In rue de Grenelle, al numero 7, c’è un condominio elegante, abitato da solo cinque famiglie dell’alta borghesia. Burocrati ministeriali silenziosi e formali, signore che parlano più con le piante che con i propri figli, anziane svagate con cagnolino, bambine di undici anni che hanno deciso di suicidarsi e che citano Freud, parlano giapponese e girano filmini come poteva fare Godard da bambino. Una alta borghesia educata e civile che tuttavia non riesce a vedere che il proprio naso e i suoi simili, gli altri sono ombre da non calpestare. Un’ombra è la portinaia Renée, dalla sua guardiola assiste allo scorrere di queste vite di lusso, superficiali e indifferenti.
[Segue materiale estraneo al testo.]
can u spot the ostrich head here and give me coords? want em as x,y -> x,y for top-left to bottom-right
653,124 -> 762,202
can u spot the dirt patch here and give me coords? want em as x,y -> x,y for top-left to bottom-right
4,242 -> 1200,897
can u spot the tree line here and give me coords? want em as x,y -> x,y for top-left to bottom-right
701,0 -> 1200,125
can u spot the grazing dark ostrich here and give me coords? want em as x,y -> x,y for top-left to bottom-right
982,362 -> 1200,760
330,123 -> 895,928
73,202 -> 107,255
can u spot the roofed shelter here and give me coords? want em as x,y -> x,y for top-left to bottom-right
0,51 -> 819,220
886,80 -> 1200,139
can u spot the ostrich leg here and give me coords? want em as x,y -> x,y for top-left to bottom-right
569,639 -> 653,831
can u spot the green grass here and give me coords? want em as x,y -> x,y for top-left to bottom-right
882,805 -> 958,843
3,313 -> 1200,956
Lei è in tutto e per tutto una portinaia: grossa, sciatta, scorbutica, mangia continuamente cioccolata e beve tè. Ma ha una porta chiusa in casa e un segreto, ha centinaia di libri ed è una coltissima autodidatta che adora l’arte, il cinema, la filosofia, la musica, la cultura giapponese. Conosce e cita Marx, Tolstoj, Ozu e nasconde a tutti la sua cultura: ha deciso di essere un riccio e di non chiedere più nulla alla vita. Al secondo piano abita Paloma, la figlia undicenne di un ministro e di una signora che è da dieci anni in psicanalisi: adolescente geniale e fin troppo matura che ha deciso di suicidarsi il giorno del suo compleanno. Fino ad allora si nasconde negli armadi e dietro una telecamera con cui riprende qualsiasi cosa. Nel condominio viene ad abitare un anziano giapponese ricchissimo, monsieur Ozu ( un concentrato di gentilezza e saggezza nipponica, sempre con la risposta giusta e poco convenzionale ), sarà lui a far ‘incontrare’ Paloma e Renée e sarà sempre lui a scoprire il mondo segreto della portinaia, a ‘smascherarla’ e a farle perdere il ‘riccio’ in cui si è chiusa da quando è rimasta vedova.
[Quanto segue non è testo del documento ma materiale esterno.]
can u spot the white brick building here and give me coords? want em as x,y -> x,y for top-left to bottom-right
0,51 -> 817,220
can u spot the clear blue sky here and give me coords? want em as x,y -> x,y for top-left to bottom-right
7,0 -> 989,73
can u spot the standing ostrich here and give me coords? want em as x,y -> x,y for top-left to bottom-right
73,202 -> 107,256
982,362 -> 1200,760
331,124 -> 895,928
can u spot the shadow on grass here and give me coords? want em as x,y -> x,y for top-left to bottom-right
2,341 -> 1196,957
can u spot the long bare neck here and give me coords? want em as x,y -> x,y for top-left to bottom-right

La portinaia autodidatta Renée è la protagonista di questo film anche se in alcuni momenti rischiamo di dimenticarci di lei per seguire Paloma e le sue ripetute riprese filmiche. E’ lei il riccio, ispida e puntuta ma incredibilmente elegante nell’animo. E’ lei che ha una dolenza e un malessere dell’animo che tuttavia non la rendono mai squallida moralmente. E dove il personaggio non riesce ad arrivare ci pensa con un mezzo sorriso o un gesto del corpo la bravissima attrice Josiane Balasko ( regista, attrice in molti film francesi e sceneggiatrice ) per far comprendere allo spettatore il mondo ricco di segreti, di sogni, di idee e di bellezza.
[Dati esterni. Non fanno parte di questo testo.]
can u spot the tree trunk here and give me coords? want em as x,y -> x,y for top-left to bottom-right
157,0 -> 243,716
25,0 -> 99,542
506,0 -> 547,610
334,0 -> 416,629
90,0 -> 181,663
Paloma (Ariane Ascarid – una ragazzina anche lei un po’ ‘riccio’ ) è una piccola ma troppo matura Giudice dell’Umanità che prende le distanze dalla famiglia: cosciente di avere una madre fragile e debole, un padre, silenzioso e aggressivo, con cui non ha rapporti, una sorella Colombe che studia filosofia solo a fini speculativi e non per affrontare il mondo in maniera autentica. Una ragazzina estenuantemente attenta e profonda nel comprendere il suo mondo, di cui è convinta di capire la parte crudele, e che non riesce a sopportare la mediocrità della gente con cui vive, e per cui ha pianificato di suicidarsi con il barbiturici il giorno del suo compleanno.
Traghettatore di queste due vite così vicine e così lontane, monsieur Ozu ( Togo Igawa ), dei tre personaggi quello che è apparentemente il più saggio, equilibrato e sereno. Ma che non ha una ‘vita’ sua ma che è solo speculare a quella delle due donne, sembra uscito da un libro zen e messo lì per far scattare meccanismi narrativi.